*Bibir bernanar kata*
Kau tahu sayangku?
Di ranjang ini aku masih saja meraba-raba bayang rumah dengan lampu yang sempat kau ganti biar bercahaya lebih terang.Lampu yang kau berikan dengan sejuta harapan akan keindahan juga kenyamanan kini redup,sembab,dingin,tak ada kata yang terucap dan warna yang merona
Kau tahu sayangku?
Raga linglung pada waktu berjatuh juga bingung pada orang di luar yang menggerutu.Aku bimbang pada orang yang ingin pulang tapi tak kuasa memaksa untuk pulang.Sementara di luar sana banyak tangisan dan ratap bernanar diatas jalan sunyi dalam rahim kota kecil ini.Banyak yang tak sempat berkemas untuk pulang tiba-tiba saja mereka mesti berpulang.
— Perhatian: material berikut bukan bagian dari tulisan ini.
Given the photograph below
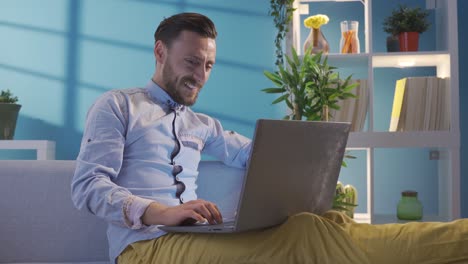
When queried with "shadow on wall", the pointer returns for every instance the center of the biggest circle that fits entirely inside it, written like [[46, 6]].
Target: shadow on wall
[[67, 140]]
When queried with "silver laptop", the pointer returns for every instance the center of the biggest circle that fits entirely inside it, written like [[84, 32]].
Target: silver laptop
[[293, 167]]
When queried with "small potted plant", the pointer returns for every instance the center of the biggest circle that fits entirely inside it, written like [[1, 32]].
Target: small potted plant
[[9, 110], [407, 23], [310, 87]]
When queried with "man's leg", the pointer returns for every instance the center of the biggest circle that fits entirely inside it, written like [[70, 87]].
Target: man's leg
[[304, 238], [413, 242]]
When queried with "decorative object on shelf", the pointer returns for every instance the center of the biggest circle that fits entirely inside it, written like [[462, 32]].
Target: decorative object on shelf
[[316, 41], [9, 110], [345, 199], [281, 11], [349, 42], [393, 44], [407, 23], [409, 207], [353, 110], [308, 85], [421, 103]]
Aku berpuasa tanpa mencicipi rasa lezatnya pizza yang kau sajikan setiap makan malamku.Aku berpuasa tanpa menikmati ratusan kuota yang kau limpahkan.Aku berpuasa diantara hiruk pikuk dunia yang berluka-luka penuh pekikan orang-orang muda.Yang bersuara atas ketidakadilan.Aku masih tetap berdiri diatas kepincangan hidup.Tanaman-tanaman kita semakin kering kerontang di telan musim rabut paksa para pejalan.Lalu disudut ruang hati ada yang diam-diam terkulai lantas menggelegar nyawa akan situasi ini
Kau tahu sayangku?
Masih kudengar kabar berita genting yang mendatangi penduduk kota mati.Membawa peringatan akan sebuah kedok berjanggal mengundang curiga penuh tanya.Lalu mengapa suara-suara lain begitu bising lalu menutupi?
Kau tahu sayangku?
Dari kening yang kau kecup ini,semoga kau lekas membakar api dari kayu rapuh yang mengharap masaknya makanan untuk makan malam.Semoga kau juga lekas mengubah lampu rumah kita yang kian redup di ambang waktu.
Aku masih menaruh beribu harap akanmu.